Ergonomics done right.®
May 23rd, 2014

Lab Webinar Q&A

Thank you to those of you who attended this week’s live webinar, “Improving Ergonomics in the Laboratory”. We received a lot of great questions during the event and our responses are posted below. Please comment if you’d like to share any lab improvements that you’ve found especially effective.

Q: I see a lot of Capisco chairs in the lab.  What do you think about those?

A: The Capisco chair provides flexibility for seated postures.  It can be used as a standard chair, but because of the back support design can also be used turned sideways.   The unique aspect of this chair is that the user can use it front facing, so the back support is now up against the user’s abdomen and chest.  This helps support the weight of the abdomen and head while conducting precision-type tasks.  It is a decent product that has the benefits as described above.
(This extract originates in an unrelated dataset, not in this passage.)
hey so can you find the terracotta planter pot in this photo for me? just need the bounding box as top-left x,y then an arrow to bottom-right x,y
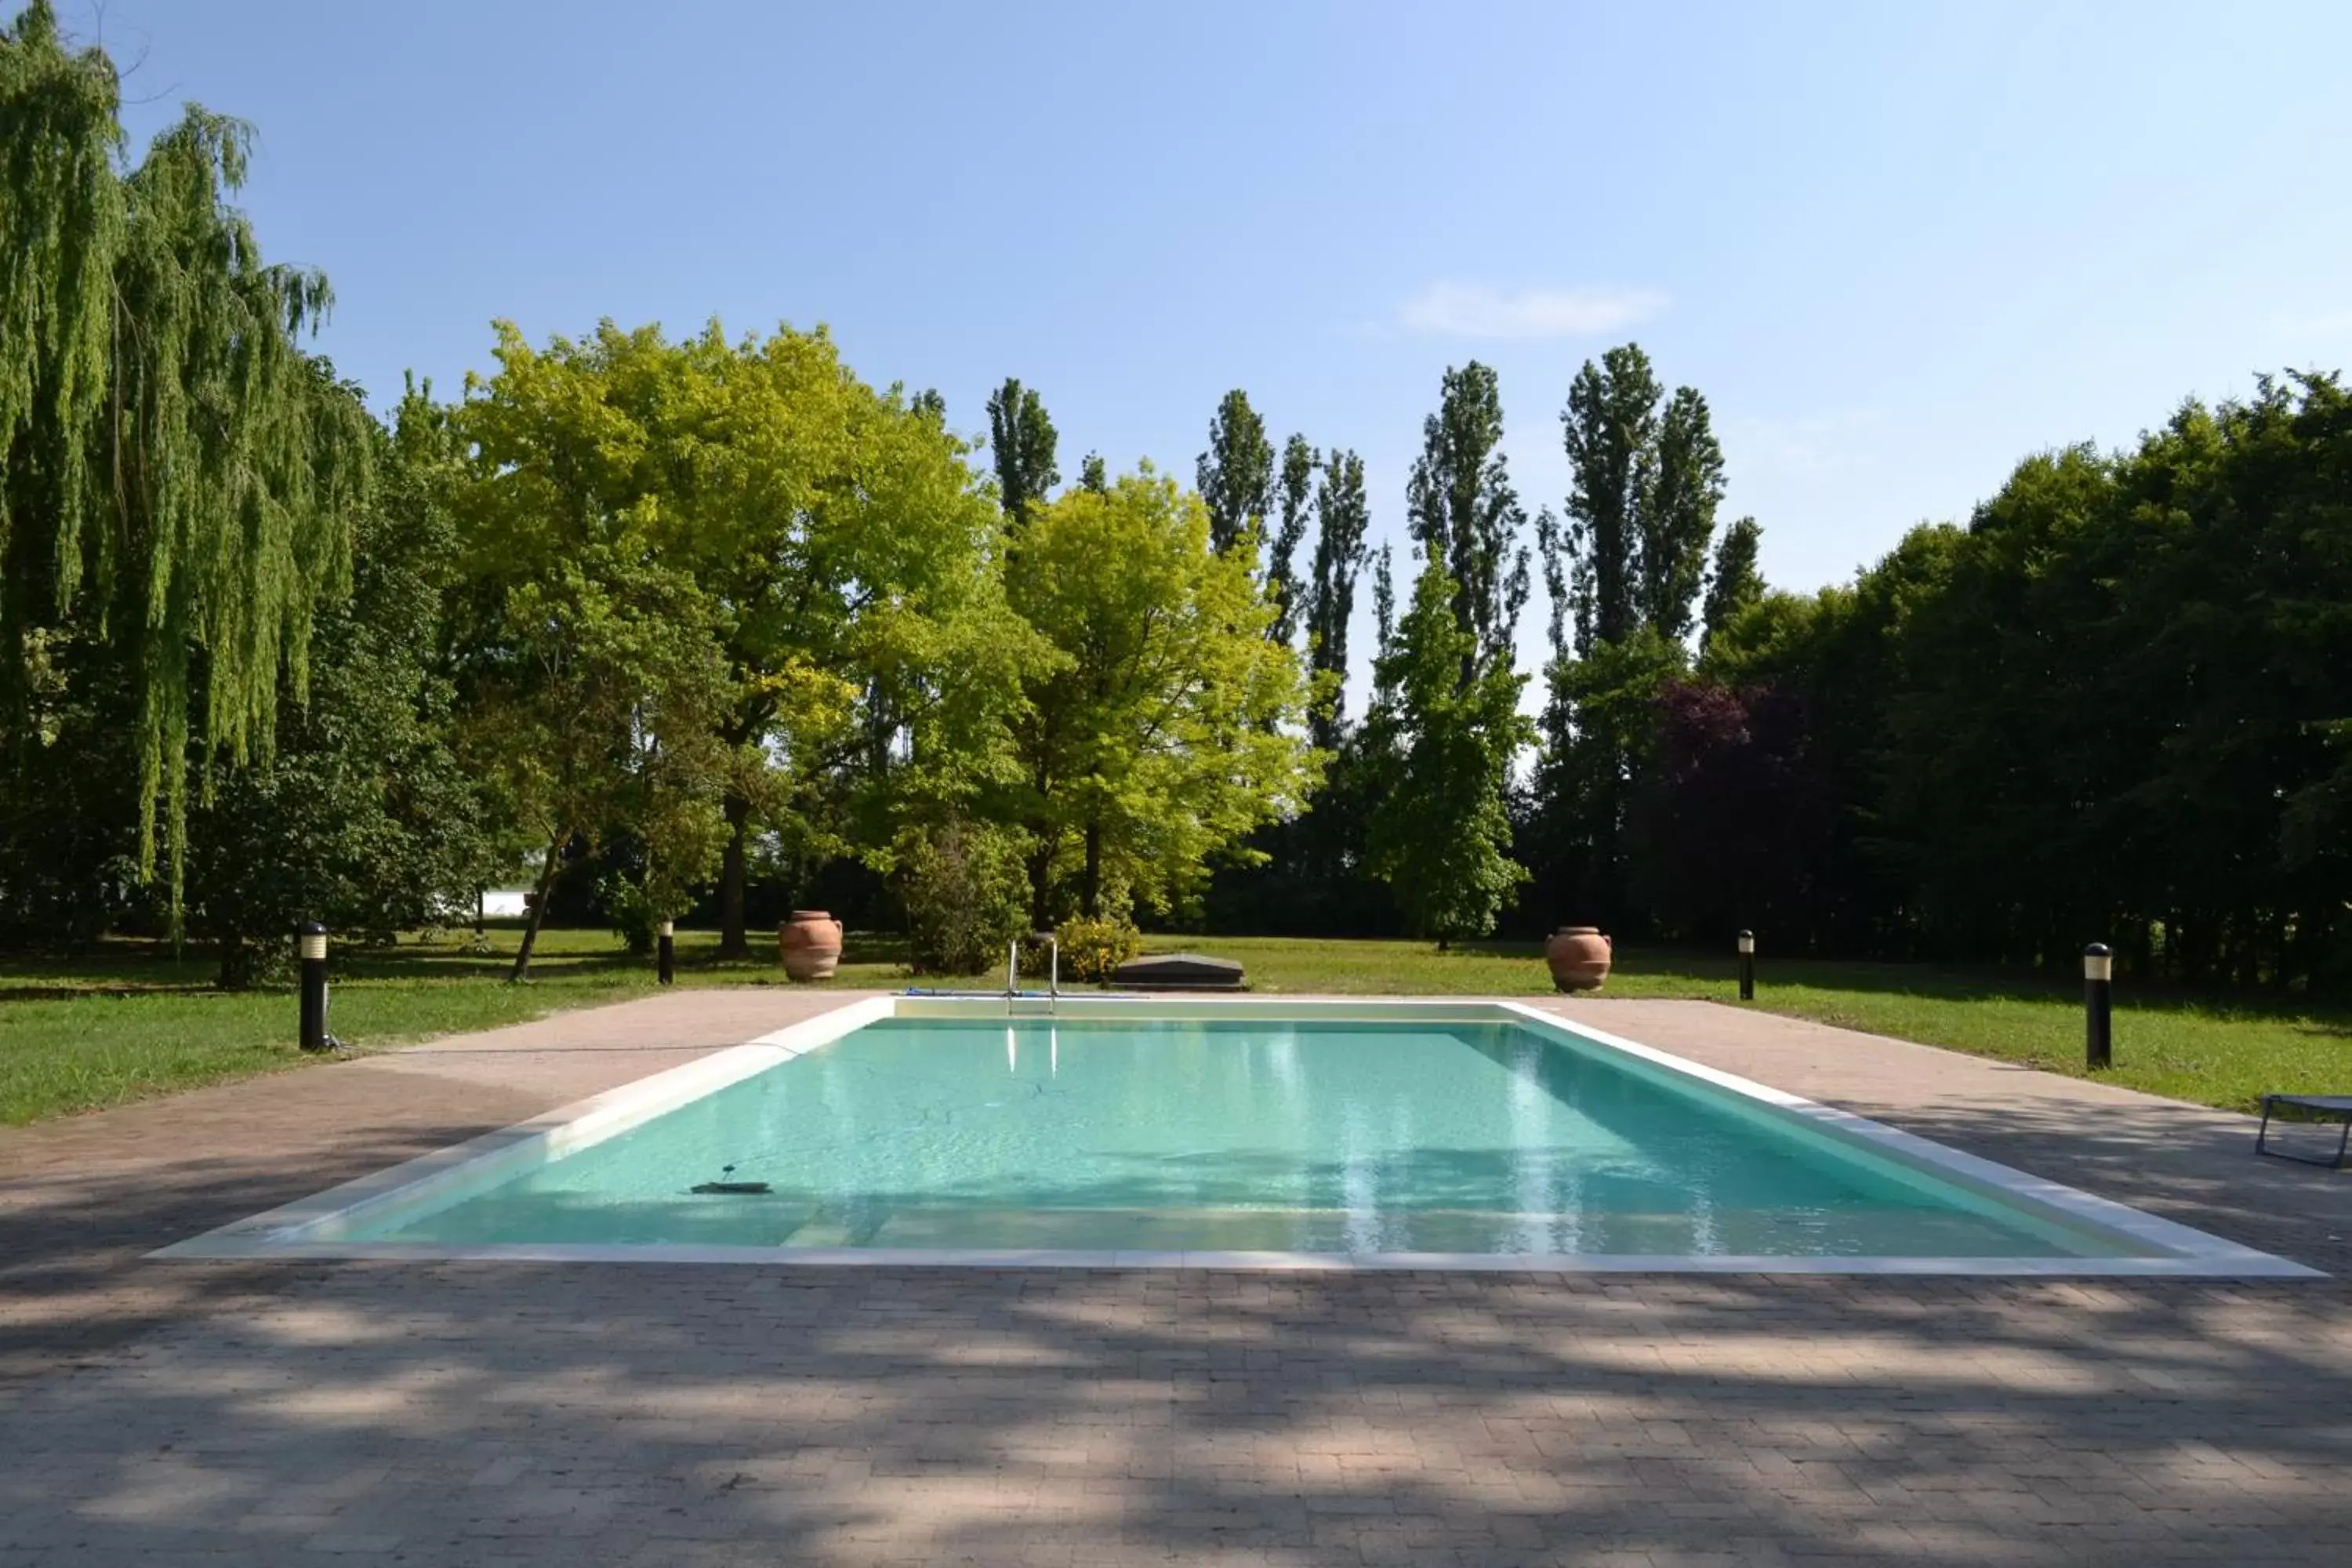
778,909 -> 843,982
1545,927 -> 1612,993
Many people like it, but a trial should be conducted with your users prior to purchasing them in bulk.

Q: Do you ever see microscopes connected to computer monitors to avoid neck strain?

A: Absolutely. If your microscope has the capability to be connected to an external monitor, you can view information more easily and even potentially more clearly on a larger output.  This is similar to connecting a small laptop to an external monitor to view information.  Ensure the monitor height is at or just below eye level, to reduce awkward neck postures.  And keep the microscope within arm’s reach, to be able to adjust/change slides as needed.
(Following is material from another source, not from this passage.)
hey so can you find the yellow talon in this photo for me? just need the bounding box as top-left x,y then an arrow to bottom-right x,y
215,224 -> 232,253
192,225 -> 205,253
Q: What about Morency rests for scopes?

Padded forearm rests, such as those made by Morency, can be helpful.  As with any rest, it is important to remember that it should only be used while resting.  Prolonged contact with any surface can reduce circulation and should be avoided.  Use of these may also require lowering the work surface slightly to avoid awkward shoulder shrugging postures.

Q: Is there somewhere I can go to find a list of ergonomic requirements?

Our e-book, Five Ways to Improve Ergonomics in the Laboratory and our Handbook of Ergonomic Design Guidelines provide useful information.  You may also check out OSHA’s fact sheet on laboratory ergonomics, available on their website.

Q: What is a best practice for metal polishing for metallography?

A: A jeweler’s lathe, or other mechanical device, may be helpful in reducing the pinch gripping and awkward hand/wrist postures associated with metal polishing.

Q: Do touch screens change the angle? I prefer the key and screen be next to each other for typing and screen ease of view.­

If using a touch screen while standing, the top of the touchscreen should be adjustable between 47” and 71”, or fixed at 59” above the standing surface.  It is important to always keep the keyboard and monitor inline to reduce awkward neck and back twisting.

Q: What is the brand name of that computer and monitor arm shown for the work bench?­

A: It is the Ergotron Workfit LX system that has height adjustable keyboard and monitor arm that are independent promoting more flexibility for individual users.

Q: What about handling large laboratory animals from one place to another – goats, pigs, etc.  Are there any restraints or devices to move them safely without undue exertion by the handler?­

A: There are several products on the market that are helpful with large-animal handling.  A good practice is to sedate the animal on a field stretcher (picture a blanket with handles around the border), so that you have a handle with which to maneuver the animal.  Also investigate animal stretchers—there are many which have wheels that make them easy to use, but enable to you loosely restrain the animal during transport.  One of the best solutions I’ve seen is a wagon with removable sides, affectionately called the “Ewe Haul”, which was used to transport sedated sheep.

 (From Webinar attendee) Here is an example of new technology in microscopes:­

Q: What options are available for labs in which mats cannot be used?­

A: The two best options are insoles for the shoes or wearable anti-fatigue matting that would be covered by the typical lab foot protection.